Today we’re going to look at generating random numbers as a product of its prime factors.
Table of Contents
Prime factored numbers
I came across this one page gem in an algorithms class a while back and I thought it was so cool, especially because it generates numbers uniformly.
As you might know, simulating random numbers on a computer is not actually random - there is a deterministic algorithm under the hood.
Now, it is trivial to run np.random.randint()
in Python to generate a number but in this case we want to know it’s prime factors as well.
One could generate a random number and try to prime factorise it, but it turns out that to be a NP-hard problem, i.e. no polynomial time algorithm is known.
However, there does exist an efficient algorithm to test whether a number is prime.
Take care to note the difference.
We cannot generate a number and then factorise it in a reasonable time, so instead we will generate numbers, test their primality and take product of the ones that are prime to achieve our goal.

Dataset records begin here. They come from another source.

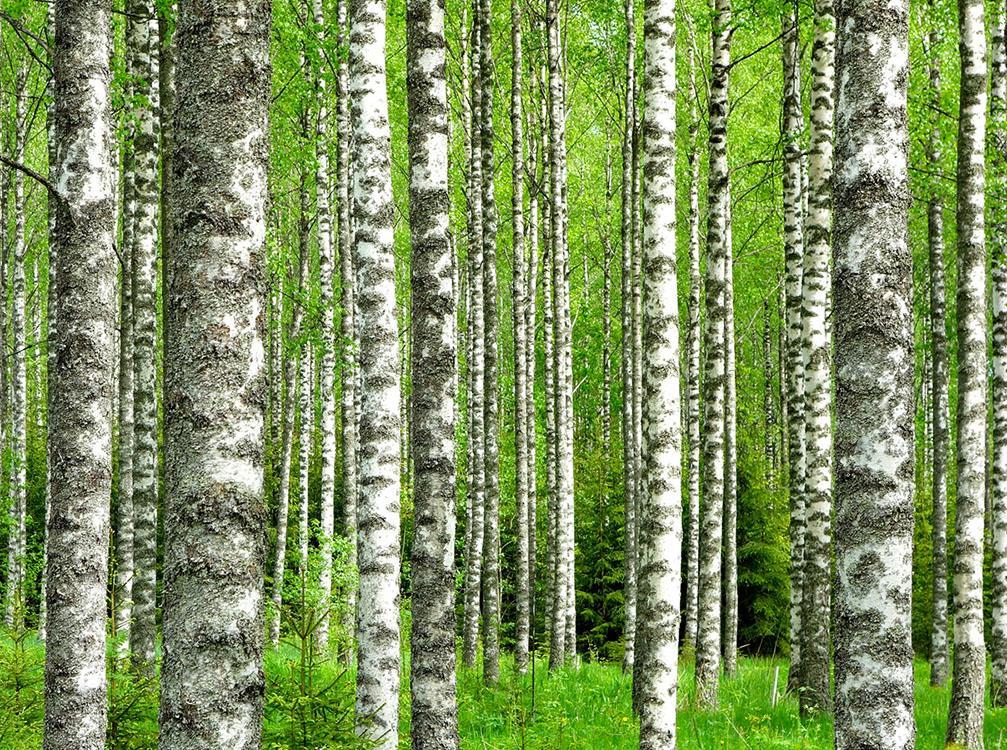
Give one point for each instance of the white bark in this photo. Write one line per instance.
(874, 412)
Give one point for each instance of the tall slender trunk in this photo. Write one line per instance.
(695, 283)
(628, 433)
(144, 237)
(476, 440)
(661, 506)
(816, 693)
(795, 370)
(965, 721)
(711, 531)
(378, 623)
(522, 398)
(434, 715)
(874, 414)
(998, 223)
(80, 440)
(491, 535)
(729, 619)
(326, 272)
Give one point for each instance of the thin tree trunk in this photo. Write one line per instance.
(874, 419)
(965, 721)
(816, 693)
(378, 622)
(144, 237)
(476, 487)
(661, 506)
(795, 370)
(434, 715)
(695, 283)
(628, 422)
(711, 531)
(80, 440)
(522, 391)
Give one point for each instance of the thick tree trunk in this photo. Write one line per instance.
(144, 238)
(476, 416)
(965, 721)
(816, 693)
(628, 433)
(998, 221)
(80, 440)
(211, 678)
(711, 531)
(795, 375)
(874, 414)
(378, 621)
(434, 715)
(661, 506)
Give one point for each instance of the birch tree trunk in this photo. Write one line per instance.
(874, 419)
(434, 722)
(816, 693)
(794, 252)
(326, 270)
(661, 507)
(378, 621)
(491, 534)
(523, 395)
(998, 220)
(711, 529)
(476, 439)
(965, 721)
(144, 238)
(211, 676)
(80, 439)
(695, 283)
(628, 432)
(939, 387)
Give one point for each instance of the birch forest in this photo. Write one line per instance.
(500, 375)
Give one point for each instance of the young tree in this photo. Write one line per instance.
(711, 527)
(816, 693)
(795, 371)
(211, 675)
(939, 380)
(661, 506)
(378, 620)
(81, 382)
(434, 715)
(965, 721)
(874, 419)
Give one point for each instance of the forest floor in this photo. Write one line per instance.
(587, 708)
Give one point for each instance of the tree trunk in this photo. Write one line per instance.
(661, 506)
(874, 414)
(795, 370)
(80, 439)
(476, 440)
(628, 422)
(816, 693)
(692, 533)
(965, 721)
(378, 623)
(211, 678)
(144, 237)
(711, 531)
(434, 715)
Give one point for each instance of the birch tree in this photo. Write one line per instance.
(378, 620)
(80, 439)
(434, 715)
(661, 507)
(874, 415)
(965, 721)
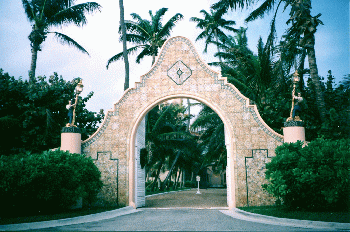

Let’s look at the algorithm. It is deceptively simple.
The algorithm
Let $N$ be the upper bound positive integer from which to sample random numbers $s_{i} \in \mathbb{N^{+}}$.
For each iteration:
-
Generate a random sequence $s_{i}, i = 1, 2, … k$ starting with $s_{i} \in \left\{1, 2, …, N \right\}$, continuing with $s_{i+1} \in \left\{1, 2, …, s_{i} \right\}$ until we sample $s_{k} = 1$.
-
We take the product of primes $s^{*} = \prod_{s \in S_{G}}s_{i}$, where $S_{G} \subseteq S$ is the subset of generated prime numbers.
-
Output $s^{*}$ with probability $\frac{s^{*}}{N}$ if $s^{*} \leq N$.
Notice that $N \geq s_{1} \geq s_{2} \cdots \geq s_{k} = 1$.
Probabilistic justification
Each prime $s_{i}$ can be chosen with probability $\frac{1}{s_{i}}$. This is because once you “miss” that number, you can never go back to it again.
Suppose you now filter out the chosen numbers to only include primes, $p$. Since we’re multiplying them together and their probabilities are independent, the probability of generating $r$ is
\[\begin{align} \frac{1}{s^*} & = \frac{1}{p_{1}}\cdot\frac{1}{p_{2}}\cdot\dots\cdot\frac{1}{p_{k}} \end{align}\]Since we are rejecting with $\frac{s^{*}}{N}$ it should be pretty clear why its uniform sampling - notice that we reject anything larger than $N$!
Time complexity
To understand the time complexity, we look at 2 components. First we need to test each $s_{i}$ for primality. Then we need to know how often this algorithm is going to restart.
Suppose we somehow ended up choosing every number in the sequence, then the probability of choosing each number for the first time is $\frac{1}{s_{i}}$. Hence the number of primality tests needed is
\[\begin{align} O(\log N) & = 1 + \frac{1}{2} + \frac{1}{3} + ... + \frac{1}{N} \end{align}\]Now, we look at the expected number of restarts. The probability of accepting one of the numbers $\leq N$ is
\[\begin{align} P\left[\text{accept} \;|\; s^{*}\right] & = \left(\frac{s^{*}}{N}\right)\left(\frac{1}{s^{*}}\right)\prod_{s\in S_{G}}{\left(1-\frac{1}{s_{i}}\right)} \\ & = \frac{1}{N}\prod_{s\in S_{G}}{\left(1-\frac{1}{s_{i}}\right)} \\ \end{align}\]Since we can accept any number from $1$ to $N$, the probability of accepting is then $\prod_{s\in S_{G}}{\left(1-\frac{1}{s_{i}}\right)}$
It turns out that the expected number of rejections (and therefore restarts) is
\[\begin{align} E\left[\text{# of rejections}\right] & = \frac{1}{\prod_{s\in S_{G}}{\left(1-\frac{1}{s_{i}}\right)}} \\\\ & = O(\log N) \end{align}\]Hence the running time is
\[O(\log^{2}N\cdot\text{primality test})\]Since we’re assuming that the primality test can be executed in polynomial time, we are done.
Aftermath
I stumbled across the Prime Number Theorem (PNT) which describes the distribution of prime numbers asymptotically as $N$ approaches infinity.
I found this Khan academy video intuitive for understanding the PNT.
Now I’m curious as to how np.random.randint()
is implemented =). That might a discussion for another post.